Now, I think that the *expectation* with these people is that they should be able to chose whether to take in the audio and if so, which tracks of it.

Now, here where I work we switched from BetaCam to DV but the edit system was the same (Media100). The DV deck only had SDI output so Media100 functioned the same way it had before and you could choose what audio to take. So the expectation here has continued to be that we could skip audio at ingest time.

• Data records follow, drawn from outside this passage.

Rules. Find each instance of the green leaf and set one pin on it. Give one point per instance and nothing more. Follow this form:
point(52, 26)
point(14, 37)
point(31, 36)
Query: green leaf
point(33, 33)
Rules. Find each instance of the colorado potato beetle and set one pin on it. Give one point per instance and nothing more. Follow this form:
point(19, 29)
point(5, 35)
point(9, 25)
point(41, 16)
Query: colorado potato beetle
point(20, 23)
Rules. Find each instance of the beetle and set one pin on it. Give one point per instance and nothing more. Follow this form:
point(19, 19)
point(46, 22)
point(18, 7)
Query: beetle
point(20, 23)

I suspect that the reasons you don't see this as an option in either Vegas or PPro is that
1) these are largely built around DV25 which has audio embedded in the video stream. You can't just drop the audio without rewriting the stream (which SDI does anyway, but then you have to get programmers to go along with it)
2) Home users are the largest part of the market for these programs and therefore anything that doesn't address them is a low priority
3) The progammer base actually doesn't have much exposure to the professional market.

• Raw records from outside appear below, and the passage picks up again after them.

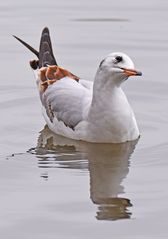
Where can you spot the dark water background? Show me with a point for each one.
(51, 187)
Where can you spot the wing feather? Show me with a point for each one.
(68, 100)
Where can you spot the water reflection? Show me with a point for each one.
(108, 165)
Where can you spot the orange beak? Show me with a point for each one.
(130, 72)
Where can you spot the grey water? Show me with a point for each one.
(52, 187)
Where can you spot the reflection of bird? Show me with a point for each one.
(108, 165)
(82, 110)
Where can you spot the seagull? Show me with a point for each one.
(79, 109)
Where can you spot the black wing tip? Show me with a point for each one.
(45, 30)
(27, 46)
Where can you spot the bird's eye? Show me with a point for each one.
(119, 59)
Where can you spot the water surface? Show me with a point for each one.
(52, 187)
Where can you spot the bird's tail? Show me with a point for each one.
(45, 55)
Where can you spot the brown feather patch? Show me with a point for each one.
(51, 74)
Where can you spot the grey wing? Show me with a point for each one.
(68, 100)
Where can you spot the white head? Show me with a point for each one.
(117, 66)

In a way I'm looking for talking points to explain to this editor friend why his new edit system isn't built to allow him to pick what audio to digitize. I certainly won't convince him that this is acceptable but I'd like to be able to say there's a good reason for it.

Rob Mack
newhope wrote on 3/11/2007, 2:07 PM
Your description of why the digitising process has developed the way it has is basically correct.

Back in the days of analogue SP the editors had to choose, mind you as an audio editor/mixer I sometimes found they hadn't had the sense to choose the correct channel so I had to go back and redigitise the audio to get the correct channel anyway. Usually this happened when the camera operator or sound recordist went non stnadard or there was a technical reason why the 'normal' channel couldn't be used. Do your professional editors ever mention that 'in the old days' they sometimes had to go back an re-digitise because they had actually chosen the 'wrong' audio track because of some technical or field operational 'glitch'?

In Vegas (sic DV) the data streams are fairly low compared to analogue or Digibeta capture via SDI etc. The audio, which is still the smallest part of the stream, really isn't causing a great deal of extra storage space, after all your going to be saving all of about 350Mb per hour of video, out of a total 13Gb Video+Audio, for single channel mono capture as opposed to dual channel and drives have become much larger and cheaper.

What it gets down to, as was clearly pointed out before, is where you choose to select the track you want.

In the analogue, SDI or Media 100, AVID world it's during capture.

In Vegas or DV it's after capture.

In Vegas all you have to do is right click on the 'stereo' audio track and select the 'Channels' submenu then either the left or the right channel. You can even combine the dual mono's (they're not stereo, they are, as you indicated, dual mono) into a summed mono track or, as pointed out earlier, CNTRL Drag to a new track to create a duplicate and then select left on one and right on the other if you want both as separate mono tracks.

It is a different way of working but so was moving from film (sprocket) editing to video, linear to non linear, analogue to digital.

As an audio editor DV capture of both audio channels in Vegas gives me the option of choosing from either channel without having to worry if the video editor has 'cloth ears' and has actually digitised the correct channel all of the time.

My suggestion is to tell your professional editors there's really is a benefit to the audio process down the chain and it's only a matter of choosing during the editing, a better time to make such a choice, rather than at the point of ingest that is different. To my mind as a professional audio operator, with thirty years of experience from sprockets to video, analogue to digital, that's a plus not a minus.